A typical session will begin with a facilitator reviewing any media artefact(s) that caught his/her attention either for good or bad reasons. Without sounding judgemental, this will be done within the overarching objective of tracing, commenting and ultimately eliciting discussions/perspectives about highlighted media artefact, quality and impact within the media ecosystem. This review of media artefact(s) is expected to segue into a discussion of whether or not normative best practices were respected or ignored, and more importantly, what could have been done to make such artefacts stronger.
Equally importantly, the facilitator is expected to apply relevant communication/media theories/concepts to the stories under discussion, outlining their characteristics, relevance, (mis)application, and limitations. In all things, “normative praxis” should be the goal: a quest for a delicate balance between placing a high-end media product within a local setting for a “glocalized” audience/readership.

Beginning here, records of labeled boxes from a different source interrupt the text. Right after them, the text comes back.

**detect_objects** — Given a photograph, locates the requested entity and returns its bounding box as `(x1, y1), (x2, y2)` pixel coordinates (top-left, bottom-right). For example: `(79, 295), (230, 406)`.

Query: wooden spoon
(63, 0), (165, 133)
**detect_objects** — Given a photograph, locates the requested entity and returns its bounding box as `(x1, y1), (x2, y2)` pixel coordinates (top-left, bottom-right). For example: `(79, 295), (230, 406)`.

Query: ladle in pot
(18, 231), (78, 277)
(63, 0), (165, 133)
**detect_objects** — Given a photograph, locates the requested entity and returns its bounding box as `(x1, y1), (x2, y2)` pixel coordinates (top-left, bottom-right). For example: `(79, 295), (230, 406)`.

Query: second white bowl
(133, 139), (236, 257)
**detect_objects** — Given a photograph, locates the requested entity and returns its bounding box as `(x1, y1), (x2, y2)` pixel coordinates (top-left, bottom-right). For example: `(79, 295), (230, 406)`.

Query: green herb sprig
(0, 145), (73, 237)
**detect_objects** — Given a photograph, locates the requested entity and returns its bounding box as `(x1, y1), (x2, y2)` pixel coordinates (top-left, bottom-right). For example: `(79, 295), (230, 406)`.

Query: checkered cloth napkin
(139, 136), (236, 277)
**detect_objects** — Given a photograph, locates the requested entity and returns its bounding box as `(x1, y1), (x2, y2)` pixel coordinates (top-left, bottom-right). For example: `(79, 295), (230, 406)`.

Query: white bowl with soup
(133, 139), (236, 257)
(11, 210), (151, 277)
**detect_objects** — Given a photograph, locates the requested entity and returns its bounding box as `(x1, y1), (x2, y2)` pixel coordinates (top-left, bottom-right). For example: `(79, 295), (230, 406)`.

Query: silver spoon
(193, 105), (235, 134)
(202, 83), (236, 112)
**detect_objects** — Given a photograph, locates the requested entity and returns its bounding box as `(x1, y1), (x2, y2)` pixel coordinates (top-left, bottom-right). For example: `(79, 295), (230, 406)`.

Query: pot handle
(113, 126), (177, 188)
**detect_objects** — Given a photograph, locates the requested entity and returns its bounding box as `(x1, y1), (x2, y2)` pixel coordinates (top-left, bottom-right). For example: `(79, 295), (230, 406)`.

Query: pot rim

Down the road, the convenor and lead facilitator will share with members in advance relevant literature (PDF files of journal articles, media publications) and media artefacts. Considered as required reading, members will be expected to familiarise themselves with such readings before meetings to enhance the quality of discussion as well as expand the scope of analysis.
Needless to say, if the seminar format is to be maintained, then it should be expected that participants will take turns to lead sessions as facilitators, sharing their thoughts on global issues of their choice, and leading ensuing discussions.
Given that editors and senior editorial staff constitute this cell, its principal objective is to equip them to situate their daily routines within the best normative practice. Whose normative and whose practise will constitute an unending question to answer. This will be achieved through the constant reiteration of aligning praxis with normative theory, empirical literature and research. Additionally, it is to underline the previous divide between local and international audiences within a globalised setting increasingly characterised by converged media. The fact that such media are characterised by “multimediality, interactivity, and hypertextuality” (2014) draws attention to the compelling need to do old things differently.
Hopefully, practitioners will be more sensitive to the political economy of media, their ecosystem as well as their variegated cultures. Ultimately, the first of two expected outcomes is for participants to recognise their critical role in the configuration, tone and social functions of the fourth estate, whiles the other seeks to provide assurance that a cohort of professional colleagues are at hand to run ideas by, as well as undertake joint projects with. In a converged media environment, this will constitute a healthy “coopetition” (Dailey et al., 2005).